Spätestens seit der Gründung bzw. Neuübernahme des SV Austria Salzburg vom Konzernriesen Red Bull im Juni 2005 entflammen in Fußball-Österreich immer wieder Diskussionen über Tradition und Kommerz. 

Nun ja, der „Dosenklub“ hat trotz junger Vergangenheit bereits einige Traditionen für sich erschaffen, gute wie weniger gute.

Ein Gastbeitrag von Thomas Fischak: 

Auf der Suche nach einem Identifikationsfaktor

Fast schon legendär ist das elfmalige Scheitern in Folge bei der Champions League Qualifikation zur Gruppenphase. Dem gegenüber stehen aber bereits neun gewonnene Meisterschaften sowie fünf Cup-Siege.

Trotz dieser augenscheinlichen Übermacht in Österreich kämpft der Klub Jahr für Jahr um steigende Beliebtheitswerte. Die hervorragende Infrastruktur in der Arena in Wals-Siezenheim zog in der Vergangenheit nicht automatisch Zuschauermassen an. Das Einzugsgebiet gestaltete sich als eher schwierig. Auch der Verein präsentierte sich nicht wirklich nahbar.

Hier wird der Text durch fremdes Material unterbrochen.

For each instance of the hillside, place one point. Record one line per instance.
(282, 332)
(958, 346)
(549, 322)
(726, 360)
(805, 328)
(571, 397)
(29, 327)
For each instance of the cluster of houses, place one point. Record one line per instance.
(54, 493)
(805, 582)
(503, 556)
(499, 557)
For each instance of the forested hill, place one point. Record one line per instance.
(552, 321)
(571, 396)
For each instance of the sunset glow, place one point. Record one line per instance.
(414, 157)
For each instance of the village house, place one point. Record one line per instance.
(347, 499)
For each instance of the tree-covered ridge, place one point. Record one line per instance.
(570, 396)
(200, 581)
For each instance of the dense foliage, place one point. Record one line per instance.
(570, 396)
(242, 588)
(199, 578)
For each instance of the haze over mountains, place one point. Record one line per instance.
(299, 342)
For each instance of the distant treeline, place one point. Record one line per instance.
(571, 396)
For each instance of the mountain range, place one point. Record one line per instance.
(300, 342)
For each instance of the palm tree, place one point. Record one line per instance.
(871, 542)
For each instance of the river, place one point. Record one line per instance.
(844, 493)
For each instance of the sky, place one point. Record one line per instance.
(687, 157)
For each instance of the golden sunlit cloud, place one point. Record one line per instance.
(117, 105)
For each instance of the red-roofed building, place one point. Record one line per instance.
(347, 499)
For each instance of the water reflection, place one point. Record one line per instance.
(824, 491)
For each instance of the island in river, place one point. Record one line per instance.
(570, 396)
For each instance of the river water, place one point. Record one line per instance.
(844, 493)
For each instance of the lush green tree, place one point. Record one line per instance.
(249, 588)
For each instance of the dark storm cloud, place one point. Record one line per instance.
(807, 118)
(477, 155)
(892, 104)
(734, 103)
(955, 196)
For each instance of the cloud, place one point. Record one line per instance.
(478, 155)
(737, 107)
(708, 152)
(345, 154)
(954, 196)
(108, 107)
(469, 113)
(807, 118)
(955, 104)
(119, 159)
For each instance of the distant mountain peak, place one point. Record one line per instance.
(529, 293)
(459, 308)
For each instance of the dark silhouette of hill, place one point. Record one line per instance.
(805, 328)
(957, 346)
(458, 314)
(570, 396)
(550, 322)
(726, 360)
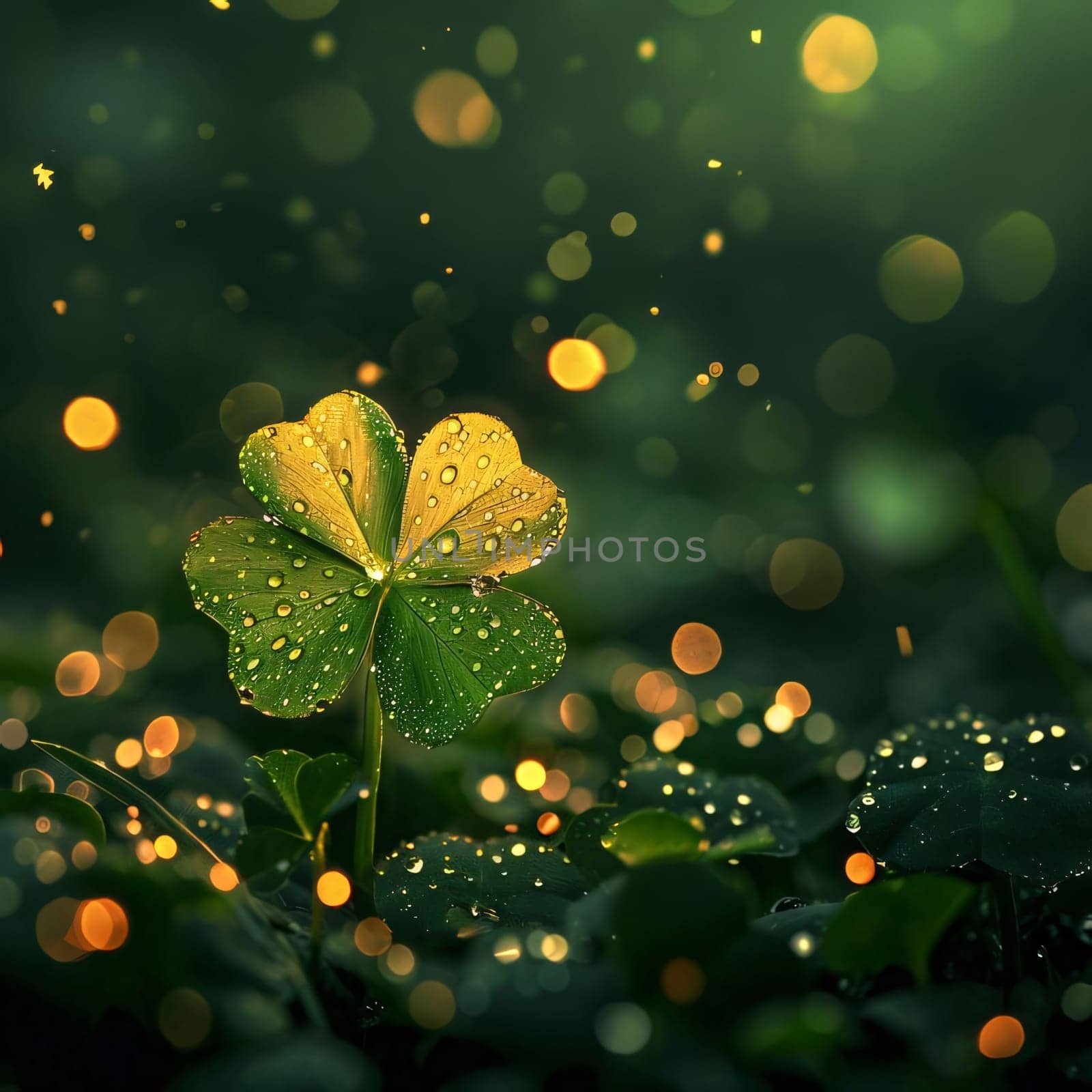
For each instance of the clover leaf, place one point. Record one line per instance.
(962, 789)
(364, 560)
(447, 884)
(667, 808)
(291, 799)
(895, 924)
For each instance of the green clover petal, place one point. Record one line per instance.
(338, 476)
(482, 513)
(298, 615)
(444, 652)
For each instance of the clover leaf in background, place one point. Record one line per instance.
(292, 797)
(450, 885)
(666, 808)
(953, 791)
(68, 815)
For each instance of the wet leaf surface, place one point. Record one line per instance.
(456, 886)
(962, 789)
(897, 923)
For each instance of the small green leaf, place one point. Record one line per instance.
(265, 857)
(305, 790)
(653, 835)
(893, 924)
(445, 651)
(584, 846)
(740, 815)
(116, 786)
(324, 784)
(272, 777)
(76, 817)
(950, 791)
(298, 616)
(446, 884)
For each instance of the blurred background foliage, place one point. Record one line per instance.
(833, 270)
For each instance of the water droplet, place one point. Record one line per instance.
(786, 902)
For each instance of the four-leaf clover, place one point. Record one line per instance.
(363, 560)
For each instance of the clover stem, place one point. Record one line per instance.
(1008, 923)
(1024, 587)
(318, 910)
(371, 749)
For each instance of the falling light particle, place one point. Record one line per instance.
(400, 960)
(748, 735)
(1002, 1037)
(795, 697)
(682, 981)
(333, 888)
(860, 868)
(165, 848)
(369, 374)
(162, 736)
(223, 877)
(779, 719)
(576, 365)
(373, 936)
(185, 1018)
(128, 753)
(696, 649)
(76, 674)
(531, 775)
(431, 1005)
(493, 789)
(90, 423)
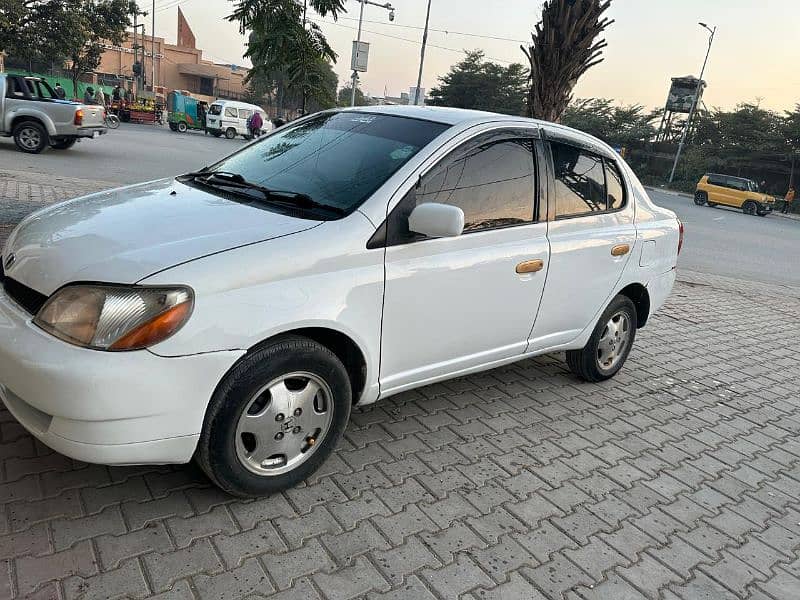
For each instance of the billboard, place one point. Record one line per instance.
(681, 94)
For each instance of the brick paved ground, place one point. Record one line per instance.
(679, 479)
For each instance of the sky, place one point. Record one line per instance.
(754, 56)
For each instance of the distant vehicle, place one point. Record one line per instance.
(725, 190)
(32, 112)
(229, 118)
(238, 313)
(186, 112)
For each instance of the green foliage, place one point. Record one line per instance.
(346, 94)
(482, 85)
(289, 53)
(614, 124)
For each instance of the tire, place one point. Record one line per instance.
(597, 361)
(235, 458)
(31, 137)
(63, 144)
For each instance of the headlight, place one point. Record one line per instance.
(108, 317)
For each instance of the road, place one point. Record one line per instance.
(724, 241)
(718, 241)
(130, 154)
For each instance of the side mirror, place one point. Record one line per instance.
(437, 220)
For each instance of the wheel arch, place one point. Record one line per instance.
(638, 294)
(342, 345)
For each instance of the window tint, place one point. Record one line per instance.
(492, 182)
(616, 188)
(580, 181)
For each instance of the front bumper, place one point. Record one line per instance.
(104, 407)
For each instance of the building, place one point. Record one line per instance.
(179, 66)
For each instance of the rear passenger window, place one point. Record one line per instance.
(580, 181)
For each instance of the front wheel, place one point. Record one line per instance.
(275, 418)
(610, 344)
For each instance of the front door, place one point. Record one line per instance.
(592, 236)
(455, 304)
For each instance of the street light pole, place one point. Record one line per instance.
(388, 6)
(694, 102)
(422, 54)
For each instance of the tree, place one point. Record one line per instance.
(617, 125)
(86, 25)
(285, 48)
(482, 85)
(346, 95)
(563, 48)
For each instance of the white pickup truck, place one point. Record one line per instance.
(31, 112)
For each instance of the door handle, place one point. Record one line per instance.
(530, 266)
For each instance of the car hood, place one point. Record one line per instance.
(124, 235)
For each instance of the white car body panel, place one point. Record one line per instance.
(419, 313)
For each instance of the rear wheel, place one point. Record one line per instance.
(63, 143)
(275, 418)
(31, 137)
(610, 344)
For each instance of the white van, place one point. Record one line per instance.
(229, 118)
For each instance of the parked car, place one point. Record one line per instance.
(236, 314)
(725, 190)
(229, 118)
(31, 112)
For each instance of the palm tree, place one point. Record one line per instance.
(285, 48)
(563, 48)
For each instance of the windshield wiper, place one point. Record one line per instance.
(236, 181)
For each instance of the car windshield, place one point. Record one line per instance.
(338, 159)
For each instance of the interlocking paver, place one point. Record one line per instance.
(680, 478)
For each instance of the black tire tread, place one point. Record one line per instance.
(282, 346)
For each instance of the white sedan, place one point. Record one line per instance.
(236, 314)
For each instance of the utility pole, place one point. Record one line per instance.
(422, 54)
(354, 80)
(694, 102)
(153, 46)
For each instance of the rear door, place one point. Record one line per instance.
(455, 304)
(592, 236)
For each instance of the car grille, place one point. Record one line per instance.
(26, 297)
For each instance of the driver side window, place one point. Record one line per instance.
(492, 178)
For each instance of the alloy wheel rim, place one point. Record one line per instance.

Die Herausforderung war folgende: Wie erschafft man einen Identifikationsfaktor für Fans bei einem Verein, der sich neu erfinden muss?

Finanziell kann man keine emotionale Bindung herstellen, noch dazu mit einem Team aus fast ausschließlich Legionären. Österreichweit wirkte Red Bull Salzburg eher wie ein Fremdkörper und nicht viele standen der kommerziellen Vereinspolitik positiv gegenüber. Gut Ding braucht eben Weile.

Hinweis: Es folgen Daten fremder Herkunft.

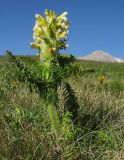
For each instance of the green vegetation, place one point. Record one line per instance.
(25, 127)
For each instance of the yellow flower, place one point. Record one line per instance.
(101, 79)
(51, 49)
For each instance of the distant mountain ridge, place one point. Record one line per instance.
(101, 56)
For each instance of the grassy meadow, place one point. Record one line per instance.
(25, 128)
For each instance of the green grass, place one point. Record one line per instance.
(25, 129)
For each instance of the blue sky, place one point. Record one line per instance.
(95, 25)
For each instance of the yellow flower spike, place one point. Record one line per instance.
(41, 20)
(63, 16)
(34, 45)
(63, 35)
(50, 50)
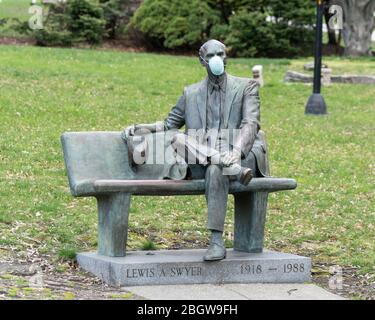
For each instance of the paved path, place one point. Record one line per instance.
(234, 292)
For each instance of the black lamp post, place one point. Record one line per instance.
(316, 103)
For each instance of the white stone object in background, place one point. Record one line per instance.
(258, 74)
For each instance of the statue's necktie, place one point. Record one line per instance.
(214, 114)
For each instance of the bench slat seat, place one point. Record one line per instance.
(98, 165)
(173, 187)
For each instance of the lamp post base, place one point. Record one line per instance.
(316, 105)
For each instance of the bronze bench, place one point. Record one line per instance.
(97, 164)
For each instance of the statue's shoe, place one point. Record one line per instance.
(245, 176)
(215, 252)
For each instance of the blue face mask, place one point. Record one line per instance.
(216, 65)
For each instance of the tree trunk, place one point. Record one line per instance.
(358, 26)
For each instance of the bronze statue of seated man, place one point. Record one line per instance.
(221, 115)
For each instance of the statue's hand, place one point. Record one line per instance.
(128, 132)
(229, 158)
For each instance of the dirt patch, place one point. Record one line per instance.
(35, 278)
(345, 281)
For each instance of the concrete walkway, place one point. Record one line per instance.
(234, 292)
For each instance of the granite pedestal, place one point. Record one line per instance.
(187, 267)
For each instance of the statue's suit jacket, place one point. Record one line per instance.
(241, 111)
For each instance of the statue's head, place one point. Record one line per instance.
(213, 56)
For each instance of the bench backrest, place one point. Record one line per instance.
(95, 155)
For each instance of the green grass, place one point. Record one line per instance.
(44, 92)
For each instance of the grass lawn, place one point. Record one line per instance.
(44, 92)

Imagewandel und Leitbilder

In der vergangenen Spielzeit ist bei den eigenen Fans als auch österreichweit ein Imagewandel zu beobachten. Der wichtigste Baustein dafür – Erfolge! Aber nicht nur.

Der Verein ist ruhig und sich stets treu geblieben, hat von astronomischen Transfers Abstand gehalten und stattdessen sehr viel Qualität in das Scouting und den Betreuerstab gesteckt. Ein eigener Spielstil wurde kreiert und frei nach dem Motto „Jugend forscht“ wurden ins System passende, vielversprechende Jungtalente installiert, die sich bei Salzburg der Reihe nach auf die Visitenkarten größerer europäischer Klubs spielen.

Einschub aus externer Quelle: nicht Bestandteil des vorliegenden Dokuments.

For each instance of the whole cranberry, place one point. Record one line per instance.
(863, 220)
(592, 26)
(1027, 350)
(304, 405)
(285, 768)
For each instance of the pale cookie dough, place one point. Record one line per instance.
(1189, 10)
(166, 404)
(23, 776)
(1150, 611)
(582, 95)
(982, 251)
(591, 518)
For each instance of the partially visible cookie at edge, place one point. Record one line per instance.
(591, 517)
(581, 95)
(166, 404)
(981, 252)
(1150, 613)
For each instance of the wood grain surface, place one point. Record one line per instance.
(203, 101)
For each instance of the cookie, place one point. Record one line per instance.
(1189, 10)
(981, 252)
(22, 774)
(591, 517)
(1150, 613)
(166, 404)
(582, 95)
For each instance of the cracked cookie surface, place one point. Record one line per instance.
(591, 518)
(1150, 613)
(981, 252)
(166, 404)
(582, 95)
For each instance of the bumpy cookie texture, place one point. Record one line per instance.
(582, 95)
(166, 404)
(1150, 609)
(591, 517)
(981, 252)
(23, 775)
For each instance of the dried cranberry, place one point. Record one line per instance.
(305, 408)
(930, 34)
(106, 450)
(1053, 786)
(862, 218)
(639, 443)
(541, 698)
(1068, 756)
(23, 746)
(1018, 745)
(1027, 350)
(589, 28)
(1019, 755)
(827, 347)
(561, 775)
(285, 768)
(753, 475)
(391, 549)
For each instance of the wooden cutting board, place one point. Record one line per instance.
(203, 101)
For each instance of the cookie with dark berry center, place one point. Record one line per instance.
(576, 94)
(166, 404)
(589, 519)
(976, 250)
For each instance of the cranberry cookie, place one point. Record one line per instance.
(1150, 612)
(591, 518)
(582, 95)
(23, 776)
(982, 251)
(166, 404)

Man hat Abstand genommen von einer durchschaubaren Personalpolitik, in der man Jahr für Jahr die Topspieler der Liga zusammenkauft und ein paar Altstars dazumischt. Man wollte in dieser Frage eigene Wege gehen, selbst eine gute Adresse für die Jugend werden und sich für die Annäherung an die Fans andere Dinge überlegen.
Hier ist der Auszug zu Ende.